Revisiting Kathmandu workshop to conserve, develop monument zones

A file photo of Patan Durbar Square, the UNESCO world Heritage Site.
A file photo of Patan Durbar Square, the UNESCO world Heritage Site.

KATHMANDU, Nepal – An international meeting on the theme “Revisiting Kathmandu” is being organized in Kathmandu to conserve and maintain the monument zones included in the UNESCO world heritage list.

Organizers say, the symposium aimed at plans on maintaining the heritage sites so that modern development of these areas continues along with their conservation.

The five day-long international symposium started from Monday is being organized in joint initiatives of the UNESCO office in Kathmandu and the Nepal chapter of the International Council on Monuments and Sites (ICOMOS), with the support of Kathmandu Metropolitan City (KMC), the Pashupati Area Development Trust (PADT) and the Department of Archeology (DoA).

According to the organizers, they have planned and organizing the symposium in the four monument zones of Kathmandu Valley.

While an event has been organized at Patan Durbar Square on November 26, the programme is scheduled at Pashupati on the 27th, Bhaktapur on the 28th and Hanuman Dhoka on the 29th.

45 experts and 110 representatives from 22 countries have been gathered to discuss conservation of the historic sites without losing their intrinsic character and value.

Every day of the symposium will be devoted to a specific theme, namely authenticity, community, management and disaster risk management, and there will be site visits and poster presentations in the evenings, organizers say.

“The new concept of heritage covers more than just monuments. It includes complex urban spaces where people live, work, worship and celebrate festivals. As values and aspirations of society change, the approach to urban conservation must adapt and respond to this change”, said Axel Plathe, UNESCO representative to Nepal, in a press release issued from the UNESCO office here.

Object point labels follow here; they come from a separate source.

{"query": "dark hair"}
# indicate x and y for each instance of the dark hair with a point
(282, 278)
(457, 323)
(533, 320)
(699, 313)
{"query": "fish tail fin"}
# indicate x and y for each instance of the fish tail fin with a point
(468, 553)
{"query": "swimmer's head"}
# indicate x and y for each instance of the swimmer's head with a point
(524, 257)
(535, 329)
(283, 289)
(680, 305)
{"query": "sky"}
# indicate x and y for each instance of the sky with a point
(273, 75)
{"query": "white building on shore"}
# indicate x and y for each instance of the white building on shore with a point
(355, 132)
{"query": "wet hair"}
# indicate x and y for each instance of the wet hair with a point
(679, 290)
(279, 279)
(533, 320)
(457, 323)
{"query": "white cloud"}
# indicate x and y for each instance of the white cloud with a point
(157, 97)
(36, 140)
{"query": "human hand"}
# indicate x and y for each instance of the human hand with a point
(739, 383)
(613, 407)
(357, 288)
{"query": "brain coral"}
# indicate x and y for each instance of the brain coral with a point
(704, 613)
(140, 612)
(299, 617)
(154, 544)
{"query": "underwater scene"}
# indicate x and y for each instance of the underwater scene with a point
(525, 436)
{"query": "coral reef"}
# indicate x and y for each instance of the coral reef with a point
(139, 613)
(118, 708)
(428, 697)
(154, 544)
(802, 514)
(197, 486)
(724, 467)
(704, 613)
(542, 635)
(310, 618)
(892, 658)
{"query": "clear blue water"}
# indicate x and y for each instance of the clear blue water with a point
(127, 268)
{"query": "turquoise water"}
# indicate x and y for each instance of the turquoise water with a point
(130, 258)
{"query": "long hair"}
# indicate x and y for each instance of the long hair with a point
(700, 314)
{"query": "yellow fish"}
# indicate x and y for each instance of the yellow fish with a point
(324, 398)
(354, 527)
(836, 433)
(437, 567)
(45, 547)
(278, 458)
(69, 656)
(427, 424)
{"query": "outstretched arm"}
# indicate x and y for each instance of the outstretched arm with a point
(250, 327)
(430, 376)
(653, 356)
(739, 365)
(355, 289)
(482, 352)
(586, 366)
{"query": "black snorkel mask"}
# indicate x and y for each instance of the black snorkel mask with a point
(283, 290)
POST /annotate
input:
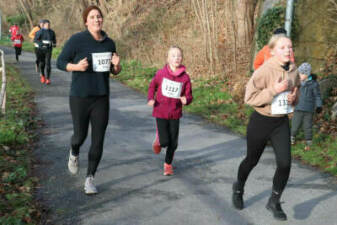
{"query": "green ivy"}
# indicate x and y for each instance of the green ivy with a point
(273, 18)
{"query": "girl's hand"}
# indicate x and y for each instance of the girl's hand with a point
(151, 103)
(280, 86)
(183, 100)
(292, 96)
(115, 60)
(82, 65)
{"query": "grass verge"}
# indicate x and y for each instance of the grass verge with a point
(213, 101)
(17, 127)
(28, 46)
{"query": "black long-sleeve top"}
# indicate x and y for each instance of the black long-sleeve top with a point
(89, 82)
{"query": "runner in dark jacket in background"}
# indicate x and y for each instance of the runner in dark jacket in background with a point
(46, 40)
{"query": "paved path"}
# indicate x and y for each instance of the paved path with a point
(133, 190)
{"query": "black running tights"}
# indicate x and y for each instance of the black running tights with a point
(261, 129)
(168, 131)
(96, 111)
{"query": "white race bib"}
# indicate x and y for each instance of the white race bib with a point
(101, 62)
(171, 89)
(280, 104)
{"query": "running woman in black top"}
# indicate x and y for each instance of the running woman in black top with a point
(46, 40)
(90, 56)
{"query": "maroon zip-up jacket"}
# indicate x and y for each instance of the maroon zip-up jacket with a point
(166, 88)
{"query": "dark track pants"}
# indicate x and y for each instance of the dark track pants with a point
(44, 57)
(96, 111)
(37, 57)
(168, 131)
(17, 52)
(261, 129)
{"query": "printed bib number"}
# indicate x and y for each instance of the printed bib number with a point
(46, 42)
(101, 62)
(171, 89)
(280, 104)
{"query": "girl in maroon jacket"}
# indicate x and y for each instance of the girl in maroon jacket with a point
(169, 90)
(17, 40)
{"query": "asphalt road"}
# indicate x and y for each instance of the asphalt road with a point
(133, 190)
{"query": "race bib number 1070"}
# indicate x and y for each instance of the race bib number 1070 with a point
(101, 62)
(171, 89)
(280, 104)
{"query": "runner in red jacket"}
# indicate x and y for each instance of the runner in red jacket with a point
(17, 43)
(13, 30)
(169, 90)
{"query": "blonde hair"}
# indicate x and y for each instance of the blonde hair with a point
(274, 39)
(175, 47)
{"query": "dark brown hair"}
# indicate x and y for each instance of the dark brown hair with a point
(87, 11)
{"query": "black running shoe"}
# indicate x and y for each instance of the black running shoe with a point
(275, 208)
(237, 198)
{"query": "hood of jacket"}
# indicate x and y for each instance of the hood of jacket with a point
(275, 64)
(179, 71)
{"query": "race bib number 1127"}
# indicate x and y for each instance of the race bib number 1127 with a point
(280, 104)
(171, 89)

To date, Nepal has 10 heritage sites enlisted in the World Heritage Site list out of which eight are cultural and two natural. Two natural sites include -Sagarmatha National Park and Chitwan National Park. Out of eight remaining, four are religious sites that include -Pashupatinath, Changu Narayan, Swayambhunath Stupa, Boudhanath Stupa and Lumbini, while three durbar areas include Kathmandu, Bhaktapur and Patan Durbar Square.

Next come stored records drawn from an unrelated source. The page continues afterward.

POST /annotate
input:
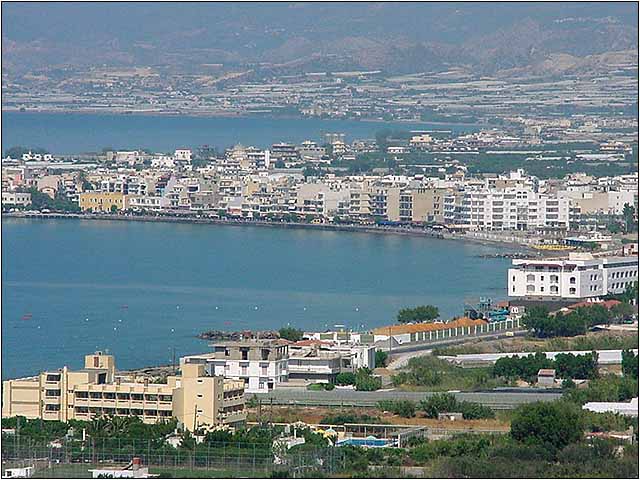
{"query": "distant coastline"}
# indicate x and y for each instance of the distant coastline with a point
(222, 114)
(387, 230)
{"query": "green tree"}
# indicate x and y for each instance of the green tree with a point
(630, 364)
(291, 334)
(557, 424)
(423, 313)
(629, 216)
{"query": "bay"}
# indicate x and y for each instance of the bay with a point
(72, 133)
(142, 289)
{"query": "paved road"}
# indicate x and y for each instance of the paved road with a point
(605, 357)
(498, 399)
(427, 346)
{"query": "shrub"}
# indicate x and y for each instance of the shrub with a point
(346, 378)
(403, 408)
(291, 334)
(366, 382)
(381, 358)
(548, 423)
(447, 403)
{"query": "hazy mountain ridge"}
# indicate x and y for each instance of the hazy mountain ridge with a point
(396, 38)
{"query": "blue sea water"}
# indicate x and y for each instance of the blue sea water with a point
(142, 289)
(62, 133)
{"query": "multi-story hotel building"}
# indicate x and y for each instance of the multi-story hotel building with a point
(581, 276)
(260, 364)
(194, 398)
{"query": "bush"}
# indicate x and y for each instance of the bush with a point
(381, 358)
(566, 365)
(424, 313)
(346, 417)
(447, 403)
(609, 388)
(366, 382)
(629, 364)
(346, 378)
(403, 408)
(548, 423)
(291, 334)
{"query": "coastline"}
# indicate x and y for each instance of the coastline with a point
(385, 230)
(225, 115)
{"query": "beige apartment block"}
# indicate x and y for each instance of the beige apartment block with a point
(193, 398)
(103, 201)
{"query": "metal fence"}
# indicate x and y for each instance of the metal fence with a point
(75, 459)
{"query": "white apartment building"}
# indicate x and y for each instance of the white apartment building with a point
(16, 198)
(510, 209)
(183, 155)
(581, 276)
(261, 364)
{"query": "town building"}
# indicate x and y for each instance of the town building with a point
(103, 201)
(194, 398)
(581, 276)
(260, 364)
(17, 199)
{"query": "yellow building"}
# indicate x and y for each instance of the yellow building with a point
(103, 201)
(193, 398)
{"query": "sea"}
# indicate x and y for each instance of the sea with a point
(74, 133)
(143, 291)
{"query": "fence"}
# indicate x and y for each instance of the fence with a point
(75, 458)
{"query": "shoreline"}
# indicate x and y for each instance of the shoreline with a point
(402, 231)
(227, 115)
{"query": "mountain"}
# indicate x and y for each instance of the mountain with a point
(294, 37)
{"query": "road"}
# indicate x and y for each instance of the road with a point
(605, 357)
(400, 353)
(497, 399)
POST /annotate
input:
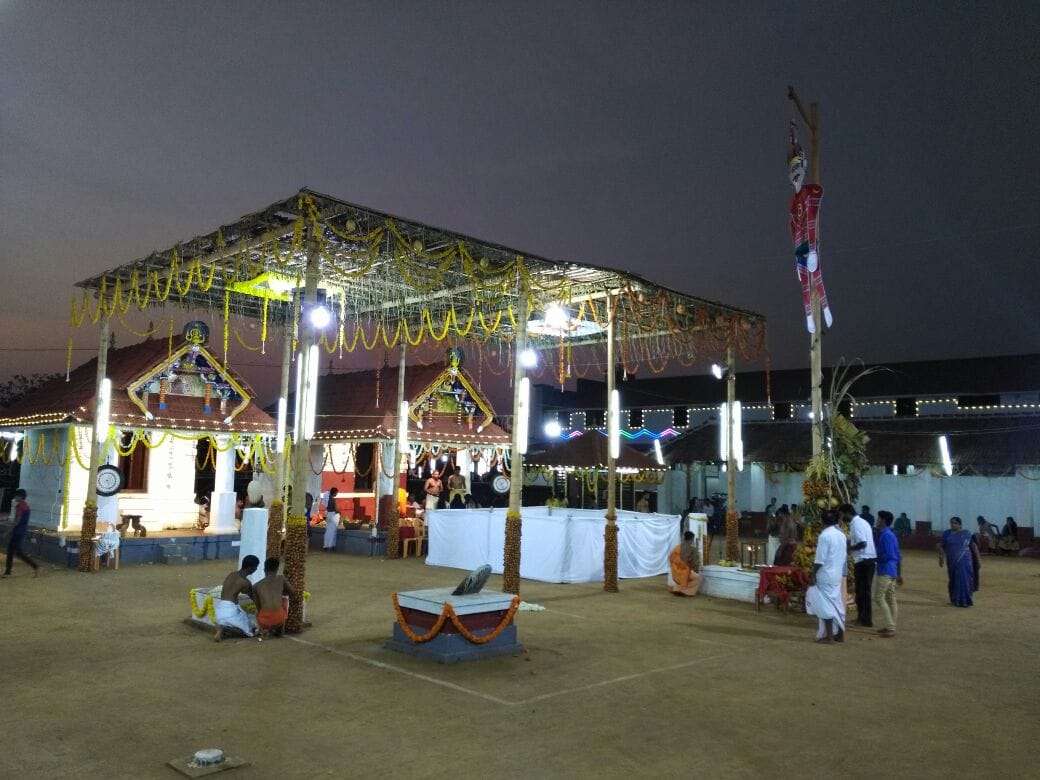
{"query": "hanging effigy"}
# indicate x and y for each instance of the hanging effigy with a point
(804, 231)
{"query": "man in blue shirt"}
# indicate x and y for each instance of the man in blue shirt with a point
(888, 575)
(20, 512)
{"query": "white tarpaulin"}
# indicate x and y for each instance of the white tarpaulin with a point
(556, 545)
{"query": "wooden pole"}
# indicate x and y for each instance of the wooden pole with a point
(811, 121)
(295, 525)
(399, 465)
(732, 518)
(89, 518)
(511, 551)
(611, 530)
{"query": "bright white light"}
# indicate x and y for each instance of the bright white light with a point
(311, 392)
(403, 427)
(737, 437)
(947, 464)
(320, 316)
(280, 433)
(299, 400)
(723, 434)
(555, 316)
(104, 407)
(523, 415)
(614, 424)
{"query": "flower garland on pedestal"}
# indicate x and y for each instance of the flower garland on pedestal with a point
(611, 555)
(511, 553)
(295, 565)
(86, 536)
(276, 520)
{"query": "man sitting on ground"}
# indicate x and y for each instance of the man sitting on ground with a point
(269, 594)
(227, 613)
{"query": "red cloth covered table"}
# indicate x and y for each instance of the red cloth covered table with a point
(780, 581)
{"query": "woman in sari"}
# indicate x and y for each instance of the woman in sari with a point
(961, 555)
(685, 564)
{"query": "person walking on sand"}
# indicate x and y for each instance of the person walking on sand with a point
(21, 515)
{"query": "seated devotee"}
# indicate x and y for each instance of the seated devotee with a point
(644, 503)
(685, 565)
(457, 491)
(270, 595)
(788, 540)
(1007, 543)
(227, 613)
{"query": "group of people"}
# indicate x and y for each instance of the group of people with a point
(877, 566)
(268, 595)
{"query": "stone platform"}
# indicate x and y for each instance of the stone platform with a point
(481, 614)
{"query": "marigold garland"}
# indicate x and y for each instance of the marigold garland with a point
(448, 614)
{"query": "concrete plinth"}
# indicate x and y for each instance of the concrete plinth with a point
(479, 613)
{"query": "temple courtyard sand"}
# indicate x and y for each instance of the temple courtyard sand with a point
(103, 678)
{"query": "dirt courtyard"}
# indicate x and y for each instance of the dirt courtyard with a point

Among the ten such sites seven lies within the capital valley that include the Durbar Squares of Hanuman Dhoka (Kathmandu), Patan and Bhaktapur, the Buddhist stupas of Swayambhu and Bauddhanath, and the Hindu temples of Pashupatinath and Changu Narayan.

More than 15 other ancient, natural and cultural sites are in the tentative list of the UNESCO for their incorporation in the World Heritage Site List. And the government is planning to include at least two among them in the list for now.

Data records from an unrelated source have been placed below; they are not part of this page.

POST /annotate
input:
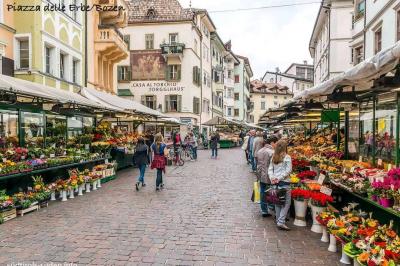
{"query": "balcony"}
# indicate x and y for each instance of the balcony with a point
(110, 43)
(173, 50)
(114, 12)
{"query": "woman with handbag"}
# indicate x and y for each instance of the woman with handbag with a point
(159, 149)
(279, 172)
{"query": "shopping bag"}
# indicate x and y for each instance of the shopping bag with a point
(256, 193)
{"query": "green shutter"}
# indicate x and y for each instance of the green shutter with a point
(179, 98)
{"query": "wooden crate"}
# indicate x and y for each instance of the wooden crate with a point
(30, 209)
(8, 215)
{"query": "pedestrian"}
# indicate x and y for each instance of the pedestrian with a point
(279, 172)
(159, 151)
(214, 145)
(194, 145)
(141, 160)
(245, 147)
(264, 156)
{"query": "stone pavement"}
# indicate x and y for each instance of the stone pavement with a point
(203, 217)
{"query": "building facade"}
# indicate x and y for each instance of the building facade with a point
(218, 52)
(106, 44)
(7, 32)
(265, 96)
(51, 49)
(170, 64)
(329, 43)
(297, 77)
(376, 26)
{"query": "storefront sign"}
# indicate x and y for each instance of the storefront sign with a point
(159, 86)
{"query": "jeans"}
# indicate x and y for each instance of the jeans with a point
(159, 178)
(142, 169)
(214, 152)
(282, 211)
(194, 150)
(263, 204)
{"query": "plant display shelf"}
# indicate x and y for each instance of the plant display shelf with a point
(8, 215)
(39, 171)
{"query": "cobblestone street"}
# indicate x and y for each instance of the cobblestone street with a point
(204, 216)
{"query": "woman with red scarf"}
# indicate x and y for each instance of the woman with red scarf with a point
(158, 148)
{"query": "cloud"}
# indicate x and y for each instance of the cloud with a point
(270, 38)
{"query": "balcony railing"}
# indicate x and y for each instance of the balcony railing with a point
(171, 49)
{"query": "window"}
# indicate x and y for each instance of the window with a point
(173, 38)
(127, 40)
(24, 54)
(149, 41)
(150, 101)
(301, 72)
(378, 40)
(75, 69)
(358, 54)
(62, 66)
(229, 111)
(196, 105)
(48, 59)
(398, 24)
(173, 72)
(173, 103)
(206, 106)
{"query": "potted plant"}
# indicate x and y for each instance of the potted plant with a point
(300, 197)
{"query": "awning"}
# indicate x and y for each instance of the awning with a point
(359, 76)
(108, 99)
(33, 89)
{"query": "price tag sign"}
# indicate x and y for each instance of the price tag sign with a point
(326, 190)
(321, 179)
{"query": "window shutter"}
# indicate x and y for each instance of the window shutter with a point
(119, 72)
(178, 72)
(166, 108)
(179, 98)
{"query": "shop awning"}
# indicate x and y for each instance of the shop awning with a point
(359, 76)
(108, 99)
(32, 89)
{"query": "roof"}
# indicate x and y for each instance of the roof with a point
(257, 86)
(151, 11)
(287, 76)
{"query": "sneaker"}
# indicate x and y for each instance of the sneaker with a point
(283, 227)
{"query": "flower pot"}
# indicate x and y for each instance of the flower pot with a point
(387, 203)
(325, 236)
(87, 187)
(345, 259)
(64, 195)
(80, 190)
(300, 208)
(332, 243)
(316, 227)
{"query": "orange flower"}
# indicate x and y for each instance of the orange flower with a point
(363, 257)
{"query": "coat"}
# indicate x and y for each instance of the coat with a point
(214, 141)
(264, 156)
(141, 154)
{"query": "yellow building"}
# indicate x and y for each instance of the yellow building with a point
(7, 32)
(106, 44)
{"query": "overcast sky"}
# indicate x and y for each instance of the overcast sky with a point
(270, 38)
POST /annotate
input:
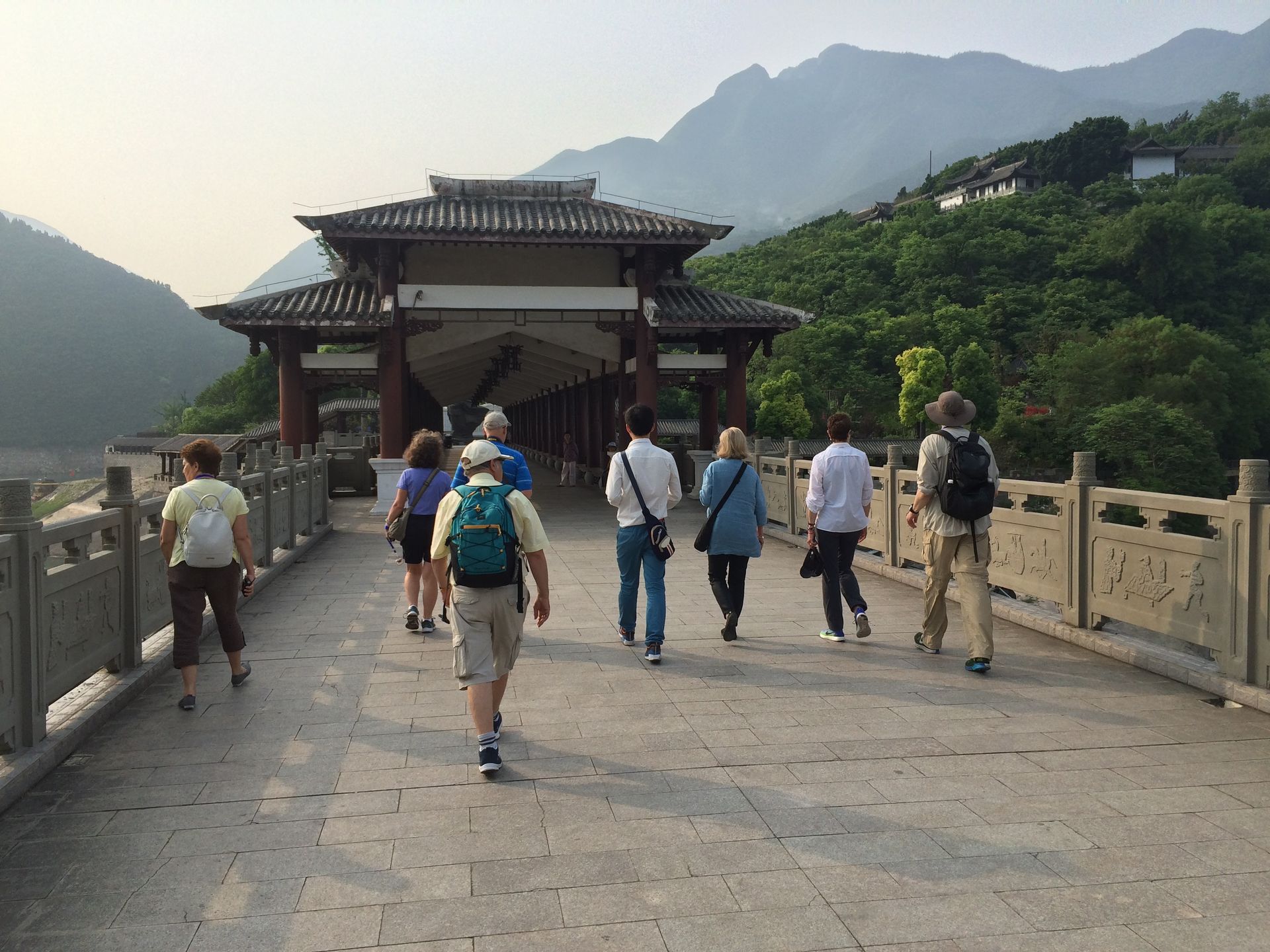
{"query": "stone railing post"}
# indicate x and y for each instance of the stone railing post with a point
(1248, 654)
(229, 470)
(1079, 532)
(265, 463)
(324, 460)
(17, 520)
(118, 495)
(306, 457)
(288, 461)
(890, 500)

There are 125 different groups and ethnic communities with some 120 languages across the country, according to the Ministry of Culture, Tourism and Civil Aviation. They have their own unique tradition and culture, including living intangible cultures.

However, culture experts are worried on the sorry state of heritage sites and cultures in the country due to rapid urbanization, modern lifestyle and apathy of the concerned towards the preservation of culture.